Curador Agustín Pérez Rubio e artistas debateram o resgate da história a partir da arte
Curador Agustín Pérez Rubio e artistas debateram o resgate da história a partir da arte

O primeiro evento dos Programas Públicos, debates realizados durante o Videobrasil, no Sesc Pompeia, contou com a presença de quatro artistas cuja obra está representada na exposição: Jonathas de Andrade, Sebastian Diaz-Morales, Aurélio Michilese, Enio Staube, além do crítico espanhol Octavio Zaya

"É importante refletir sobre a realidade; seja por nós, seja pelas instituições” assim Agustín Pérez Rubio, responsável pela curadoria de Memórias Inapagáveis, iniciou o Programa Público realizado no domingo, 31 de agosto, em um espaço apêndice da exposição, adequadamente nomeado de Zona de Reflexão. A fala do historiador valenciano evidenciou justamente a tônica da mostra: a produção artística como uma forma de impedir a amnésia histórica.

Este primeiro evento contou com a presença de quatro artistas cuja obra está representada na exposição: Jonathas de Andrade (Projeto Pacífico), Sebastian Diaz-Morales (Lucharemos Hasta Anular la Ley), Aurélio Michiles (O Sangue da Terra) e Enio Staub (Contestado, a Guerra Desconhecida), além do crítico espanhol Octavio Zaya. Em debate, a função da arte como forma de documentar as versões não oficiais de fatos políticos e sociais, instrumento de resistência ao poder.

Durante o debate, os seis membros da mesa buscaram conexões e contradições da produção, e sua função primordial na desconstrução do poder, que subjuga a história a suas relações econômicas e hegemônicas. “Assumir a história é subtrair dela seu contexto de mera dependência política com a realidade” definiu Zaya.

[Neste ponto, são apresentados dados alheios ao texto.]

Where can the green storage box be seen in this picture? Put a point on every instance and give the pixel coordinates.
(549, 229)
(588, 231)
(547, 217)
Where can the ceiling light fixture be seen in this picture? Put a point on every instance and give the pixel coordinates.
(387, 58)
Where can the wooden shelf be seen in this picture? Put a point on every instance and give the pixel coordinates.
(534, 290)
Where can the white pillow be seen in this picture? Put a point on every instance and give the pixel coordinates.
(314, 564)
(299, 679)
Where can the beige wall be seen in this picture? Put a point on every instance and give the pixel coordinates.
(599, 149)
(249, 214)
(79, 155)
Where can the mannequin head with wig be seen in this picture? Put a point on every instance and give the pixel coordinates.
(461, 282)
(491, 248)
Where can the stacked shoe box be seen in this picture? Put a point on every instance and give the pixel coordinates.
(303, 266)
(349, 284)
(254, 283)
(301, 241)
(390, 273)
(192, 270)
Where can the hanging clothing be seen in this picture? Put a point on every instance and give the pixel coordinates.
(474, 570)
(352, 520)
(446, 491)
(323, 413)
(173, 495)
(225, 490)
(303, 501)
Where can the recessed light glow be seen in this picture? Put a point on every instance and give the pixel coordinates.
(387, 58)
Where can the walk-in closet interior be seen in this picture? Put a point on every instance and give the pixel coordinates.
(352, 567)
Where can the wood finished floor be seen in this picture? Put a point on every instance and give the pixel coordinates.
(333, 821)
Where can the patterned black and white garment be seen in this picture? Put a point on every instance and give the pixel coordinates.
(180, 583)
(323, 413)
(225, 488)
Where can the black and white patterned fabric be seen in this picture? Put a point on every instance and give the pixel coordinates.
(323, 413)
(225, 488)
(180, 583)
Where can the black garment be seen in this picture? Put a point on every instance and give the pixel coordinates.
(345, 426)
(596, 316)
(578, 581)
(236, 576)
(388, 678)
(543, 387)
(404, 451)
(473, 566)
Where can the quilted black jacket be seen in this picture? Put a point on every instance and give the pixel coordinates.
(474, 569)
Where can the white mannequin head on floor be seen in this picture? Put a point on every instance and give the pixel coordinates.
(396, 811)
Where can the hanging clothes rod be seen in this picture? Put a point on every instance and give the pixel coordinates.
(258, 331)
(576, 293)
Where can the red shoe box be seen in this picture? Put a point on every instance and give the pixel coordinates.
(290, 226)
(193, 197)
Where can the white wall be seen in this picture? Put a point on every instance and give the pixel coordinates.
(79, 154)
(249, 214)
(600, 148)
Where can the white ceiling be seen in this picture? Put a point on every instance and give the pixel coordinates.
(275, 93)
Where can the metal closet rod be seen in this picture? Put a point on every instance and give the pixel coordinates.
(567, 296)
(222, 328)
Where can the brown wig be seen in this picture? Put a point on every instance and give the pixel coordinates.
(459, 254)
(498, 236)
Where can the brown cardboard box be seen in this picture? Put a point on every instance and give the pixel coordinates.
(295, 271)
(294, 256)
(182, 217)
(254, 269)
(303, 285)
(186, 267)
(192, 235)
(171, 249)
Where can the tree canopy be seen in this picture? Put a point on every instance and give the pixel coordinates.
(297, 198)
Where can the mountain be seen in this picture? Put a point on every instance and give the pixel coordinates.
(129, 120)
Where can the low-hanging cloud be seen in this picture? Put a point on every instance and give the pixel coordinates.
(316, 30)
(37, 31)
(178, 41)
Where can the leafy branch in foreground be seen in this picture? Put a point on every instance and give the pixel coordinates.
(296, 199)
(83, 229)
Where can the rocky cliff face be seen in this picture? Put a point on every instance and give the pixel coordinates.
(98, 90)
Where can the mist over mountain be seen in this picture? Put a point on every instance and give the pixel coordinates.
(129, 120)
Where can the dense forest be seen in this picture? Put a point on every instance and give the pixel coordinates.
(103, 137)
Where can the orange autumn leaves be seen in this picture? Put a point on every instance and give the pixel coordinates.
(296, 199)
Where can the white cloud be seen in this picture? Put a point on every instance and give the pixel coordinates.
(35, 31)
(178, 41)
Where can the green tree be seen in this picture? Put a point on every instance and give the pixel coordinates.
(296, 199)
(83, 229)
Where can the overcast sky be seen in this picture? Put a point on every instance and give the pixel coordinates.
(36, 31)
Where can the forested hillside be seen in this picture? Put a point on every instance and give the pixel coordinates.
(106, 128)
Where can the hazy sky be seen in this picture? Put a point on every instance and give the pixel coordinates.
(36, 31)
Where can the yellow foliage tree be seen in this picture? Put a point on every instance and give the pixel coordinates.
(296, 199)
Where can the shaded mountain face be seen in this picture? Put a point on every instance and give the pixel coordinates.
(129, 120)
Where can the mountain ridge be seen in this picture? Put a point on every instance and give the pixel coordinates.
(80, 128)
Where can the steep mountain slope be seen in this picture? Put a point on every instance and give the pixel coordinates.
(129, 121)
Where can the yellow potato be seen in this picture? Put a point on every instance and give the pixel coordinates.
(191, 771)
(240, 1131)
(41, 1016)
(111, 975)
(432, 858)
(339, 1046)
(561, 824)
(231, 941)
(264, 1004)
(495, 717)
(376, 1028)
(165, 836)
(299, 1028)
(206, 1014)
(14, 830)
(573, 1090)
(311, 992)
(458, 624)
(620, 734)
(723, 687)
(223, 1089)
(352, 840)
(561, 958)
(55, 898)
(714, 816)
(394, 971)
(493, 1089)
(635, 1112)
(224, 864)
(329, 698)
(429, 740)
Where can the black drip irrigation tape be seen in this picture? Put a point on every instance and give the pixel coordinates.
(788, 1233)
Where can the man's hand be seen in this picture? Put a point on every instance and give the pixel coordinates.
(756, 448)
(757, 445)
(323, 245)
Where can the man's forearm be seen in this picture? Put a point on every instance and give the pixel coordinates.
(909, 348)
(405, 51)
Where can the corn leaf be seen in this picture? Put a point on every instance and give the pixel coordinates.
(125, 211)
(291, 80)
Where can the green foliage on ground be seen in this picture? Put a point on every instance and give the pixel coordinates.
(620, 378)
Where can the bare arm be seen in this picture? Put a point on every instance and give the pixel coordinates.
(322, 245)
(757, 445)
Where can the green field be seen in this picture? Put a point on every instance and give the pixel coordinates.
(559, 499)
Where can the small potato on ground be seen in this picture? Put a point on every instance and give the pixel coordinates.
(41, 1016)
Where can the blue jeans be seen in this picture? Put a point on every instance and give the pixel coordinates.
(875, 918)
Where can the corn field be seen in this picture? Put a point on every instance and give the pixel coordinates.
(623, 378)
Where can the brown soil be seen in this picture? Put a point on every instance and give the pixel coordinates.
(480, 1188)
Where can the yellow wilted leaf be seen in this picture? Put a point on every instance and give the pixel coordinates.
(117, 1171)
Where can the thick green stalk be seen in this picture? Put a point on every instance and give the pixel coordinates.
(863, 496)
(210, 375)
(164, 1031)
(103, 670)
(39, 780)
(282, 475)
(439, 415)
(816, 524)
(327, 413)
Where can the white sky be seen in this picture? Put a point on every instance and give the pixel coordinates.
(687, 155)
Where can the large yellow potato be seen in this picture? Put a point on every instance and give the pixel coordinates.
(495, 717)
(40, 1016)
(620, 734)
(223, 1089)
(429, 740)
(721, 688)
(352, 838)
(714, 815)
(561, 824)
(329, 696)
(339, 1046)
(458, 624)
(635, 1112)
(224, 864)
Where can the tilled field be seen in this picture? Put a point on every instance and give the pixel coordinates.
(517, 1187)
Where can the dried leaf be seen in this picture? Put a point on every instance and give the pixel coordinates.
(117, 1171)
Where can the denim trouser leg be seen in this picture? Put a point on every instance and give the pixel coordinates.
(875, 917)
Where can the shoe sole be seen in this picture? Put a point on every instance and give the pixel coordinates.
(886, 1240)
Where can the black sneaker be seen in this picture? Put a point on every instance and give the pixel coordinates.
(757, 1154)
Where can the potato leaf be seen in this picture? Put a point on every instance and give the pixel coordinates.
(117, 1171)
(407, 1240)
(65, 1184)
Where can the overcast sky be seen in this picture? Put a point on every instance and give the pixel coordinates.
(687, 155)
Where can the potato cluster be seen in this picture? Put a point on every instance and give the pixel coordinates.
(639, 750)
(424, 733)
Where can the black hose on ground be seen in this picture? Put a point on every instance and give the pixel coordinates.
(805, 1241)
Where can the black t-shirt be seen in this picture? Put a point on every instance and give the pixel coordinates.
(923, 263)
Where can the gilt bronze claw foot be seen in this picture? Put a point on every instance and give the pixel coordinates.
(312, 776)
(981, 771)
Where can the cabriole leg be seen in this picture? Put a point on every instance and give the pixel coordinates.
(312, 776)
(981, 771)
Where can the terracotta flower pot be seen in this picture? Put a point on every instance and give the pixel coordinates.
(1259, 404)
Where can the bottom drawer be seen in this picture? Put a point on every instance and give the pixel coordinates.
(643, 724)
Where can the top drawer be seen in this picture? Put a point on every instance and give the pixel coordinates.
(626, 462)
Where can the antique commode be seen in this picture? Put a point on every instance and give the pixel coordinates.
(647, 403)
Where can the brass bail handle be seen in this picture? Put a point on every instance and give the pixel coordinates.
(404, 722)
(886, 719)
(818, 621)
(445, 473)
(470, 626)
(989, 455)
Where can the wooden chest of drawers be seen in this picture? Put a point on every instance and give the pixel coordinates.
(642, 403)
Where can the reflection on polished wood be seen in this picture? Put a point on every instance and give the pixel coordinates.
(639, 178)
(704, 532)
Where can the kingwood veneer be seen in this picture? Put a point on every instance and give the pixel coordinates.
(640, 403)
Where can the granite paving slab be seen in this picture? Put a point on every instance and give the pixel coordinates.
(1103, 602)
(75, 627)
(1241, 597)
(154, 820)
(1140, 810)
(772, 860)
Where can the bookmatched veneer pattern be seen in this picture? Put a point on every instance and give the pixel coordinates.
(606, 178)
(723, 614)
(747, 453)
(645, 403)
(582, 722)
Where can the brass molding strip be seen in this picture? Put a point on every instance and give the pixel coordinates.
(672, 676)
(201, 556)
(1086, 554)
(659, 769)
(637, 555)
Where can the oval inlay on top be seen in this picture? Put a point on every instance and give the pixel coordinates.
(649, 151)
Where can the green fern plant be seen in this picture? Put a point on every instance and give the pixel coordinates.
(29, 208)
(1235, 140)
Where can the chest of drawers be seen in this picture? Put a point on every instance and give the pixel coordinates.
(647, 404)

O crítico espanhol explicou que a gênese dos movimentos artísticos como ferramenta de interpretação da realidade coincide com a “criação da história” (baseada nos aspectos da dialética memória/cultura) no século XIX. Esse recorte oscilou ao longo do tempo e retornou com força após a década de 1960, em um processo que ele define como “ruptura epistemológica”. A multiplicidade de conflitos e o acesso à informação impactaram de forma decisiva redefinindo parâmetros da função da arte.

“Sujeita à manipulação e ao revisionismo dos órgãos oficiais, a história não pode ser representada, então, de forma unidimensional e unificada” definiu Zaya. Nesse sentido, os trabalhos de Enio Staub e Aurélio Michiles, que recuperam episódios esquecidos do Brasil, e Jonathas de Andrade e Sebastian Diaz-Morales, cujas obras propõem olhares para fatos ocorridos no Chile e na Argentina, respectivamente, são extremamente representativos.

Os quatro artistas discorreram sobre as experiências vividas na pesquisa, documentação e realização de trabalhos de importância fundamental para a memória coletiva dos locais em questão, e encaminharam o debate para a evolução das formas de registros por meio de novas tecnologias, em consenso à ideia de que o atual processo aponta para a transformação do individuo em protagonista da história.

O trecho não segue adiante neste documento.